BGE 112 II 362 (364):

der Klägerin unterscheidet (Art. 6 Abs. 1 MSchG). Ob diese Voraussetzung erfüllt ist, hängt vom Gesamteindruck ab, den die streitigen Zeichen insbesondere beim kaufenden Publikum hinterlassen, der jedoch durch einen einzelnen Bestandteil entscheidend beeinflusst werden kann (BGE 102 II 125 E. 2, BGE 101 II 291 f. je mit Hinweisen).

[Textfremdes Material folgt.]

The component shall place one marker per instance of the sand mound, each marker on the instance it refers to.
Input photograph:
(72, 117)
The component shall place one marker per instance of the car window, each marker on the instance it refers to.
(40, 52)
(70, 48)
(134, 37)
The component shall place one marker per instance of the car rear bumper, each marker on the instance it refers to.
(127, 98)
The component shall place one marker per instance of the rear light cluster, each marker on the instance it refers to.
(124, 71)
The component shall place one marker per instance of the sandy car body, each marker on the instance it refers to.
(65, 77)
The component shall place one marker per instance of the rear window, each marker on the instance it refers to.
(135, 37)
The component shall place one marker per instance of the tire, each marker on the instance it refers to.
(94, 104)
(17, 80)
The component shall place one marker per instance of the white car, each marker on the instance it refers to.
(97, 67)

Zwar ist der Wortbestandteil "lino" bei beiden Zeichen identisch. Er hinterlässt jedoch nur einen schwachen Eindruck, da die Endung "lino" häufig vorkommt und schon nach allgemeinem Empfinden keine besondere Kennzeichnungskraft besitzt. Demnach kommt es darauf an, ob sich die wesentlichen Bestandteile "esco" und "secco" hinreichend voneinander unterscheiden. Das ist ohne weiteres zu bejahen. Sowohl der Wortklang als auch das Schriftbild schliessen beim Publikum die Verwechslungsgefahr, der Art. 6 Abs. 1 MSchG begegnen soll, aus. Dazu kommt, dass der Ausdruck "secco" im Italienischen "trocken" bedeutet, was auch in weiten Kreisen der anderen Sprachgebiete bekannt sein dürfte. Demgegenüber ruft der Ausdruck "esco" keinerlei Gedankenverbindung mit der Bedeutung "trocken" hervor; Italienisch sprechende Personen werden allenfalls an das Verb "uscire" (1. Person Singular Präsens) denken.

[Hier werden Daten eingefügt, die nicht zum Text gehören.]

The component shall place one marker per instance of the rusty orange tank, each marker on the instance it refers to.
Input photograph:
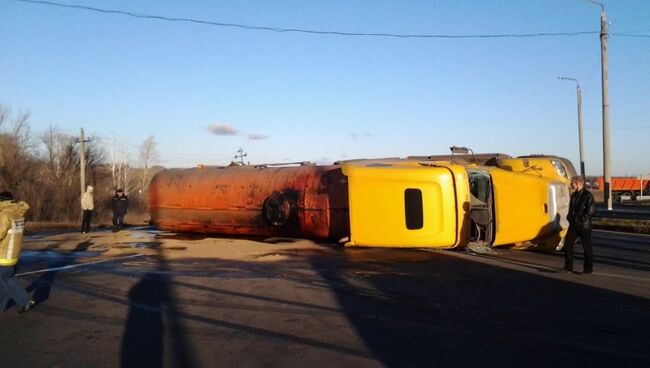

Hält somit das Zeichen "SECCOLINO" markenrechtlich vor dem Ausdruck "ESCOLINO" stand, werden die Ausführungen der Klägerin gegen den vom Obergericht angenommenen Gemeingutscharakter von "SECCOLINO" gegenstandslos. Ebensowenig braucht der auch im Berufungsverfahren vom Beklagten erhobene Einwand geprüft zu werden, die ältere Marke "ESKOLINE" habe die Nichtigkeit der klägerischen Marke zur Folge.
3. Lässt sich die Verwendung des Ausdrucks "SECCOLINO" für das Trockengerät des Beklagten mangels Verwechselbarkeit mit der Spezialvorschrift von Art. 6 Abs. 1 MSchG vereinbaren, so kann darin grundsätzlich auch kein Verstoss gegen Treu und Glauben im Sinne der allgemeinen Vorschrift des Art. 1 UWG liegen, da nicht auf dem Umweg über das UWG als widerrechtlich bezeichnet werden darf, was nach den Spezialgesetzen des gewerblichen Rechtsschutzes erlaubt ist (BGE 104 II 332 E. 5a). Das gälte grundsätzlich selbst dann, wenn man den Ausdruck "SECCOLINO" als verwechselbare Sachbezeichnung betrachten würde (BGE 80 II 174 E. 1a). Nur ganz besondere Umstände könnten ein spezialrechtlich erlaubtes Verhalten als missbräuchlich im Sinne von Art. 1 UWG erscheinen lassen (BGE 104 II 334 E. 5b, vgl.

BGE 112 II 362 (365):

BGE 90 II 54 /58 E. 4-6). Solche Umstände gehen aus den Feststellungen der Vorinstanz jedoch nicht hervor. Der dem Beklagten vorgeworfene Beweggrund für die Wahl der Kombination ist eine unbewiesene Behauptung.
Demnach erkennt das Bundesgericht:
Die Berufung wird abgewiesen und das Urteil des Obergerichts des Kantons Luzern vom 5. Mai 1986 bestätigt.